5 Conclusion and future scope

Brain tumors are relatively diverse in their spatial location and structure. Data augmentation is used to explore this variability. A robust CNN-based image processing algorithm is presented for the classification of brain tumor images into normal and abnormal type. The algorithm has been successfully tested on the dataset BRATs 2013, BRATs 2015 and Open-I images.

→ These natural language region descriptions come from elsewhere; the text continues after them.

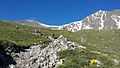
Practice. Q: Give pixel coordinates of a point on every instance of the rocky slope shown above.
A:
(37, 57)
(99, 20)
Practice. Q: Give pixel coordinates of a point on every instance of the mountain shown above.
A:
(23, 48)
(31, 23)
(98, 20)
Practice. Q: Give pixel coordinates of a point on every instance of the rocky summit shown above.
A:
(38, 57)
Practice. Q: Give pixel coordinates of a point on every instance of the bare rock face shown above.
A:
(38, 57)
(98, 20)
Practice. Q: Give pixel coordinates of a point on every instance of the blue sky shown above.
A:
(53, 12)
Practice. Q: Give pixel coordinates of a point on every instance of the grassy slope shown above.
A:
(104, 41)
(22, 37)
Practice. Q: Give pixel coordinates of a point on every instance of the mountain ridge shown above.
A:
(98, 20)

The presented method is based on CNN which is constructed using convolutional layer with 11 × 11 kernels to permit specific features of the images. The results are obtained with accuracy = 90.67% with learning rate = 1.00e-05, No of Epochs = 3, Iteration = 82, Normalized error rate = 0.25 for VGG-16-TL network with training function as ADAM. In VGG-16, using training function rmsprop, maximum accuracy achieved is 88.00 with the Learning rate = 1.00E-5. In VGG-16, using training function SGDM maximum accuracy achieved is 89.33 with the Learning rate = 1.00E-4. The best-performing classifier had an accuracy of 98.67%, with learning rate = 3.00e-07, Normalized error rate = 0.45, No of Epochs = 100, Iteration = 400 for AlexNet-TL network.

From simulation results, it is observed that the highest classification accuracy of 98.67% has been achieved in Alexnet architecture, with training function of ADAM. The proposed methodology is valid for axial, coronal, and sagittal slice images of the brain. Tumor parameters will help the doctors to classify the tumors in various grades defined by WHO. In upcoming algorithm development, the proposed system may be verified with real time images from other dataset along with multiple tumors, to confirm the results in a more general way. The proposed work can be further extended for finding the brain tumor at an early stage, using combination of two CNNs for increased accuracy. Researchers can also explore the use of bio-inspired algorithms in the process of brain tumor detection.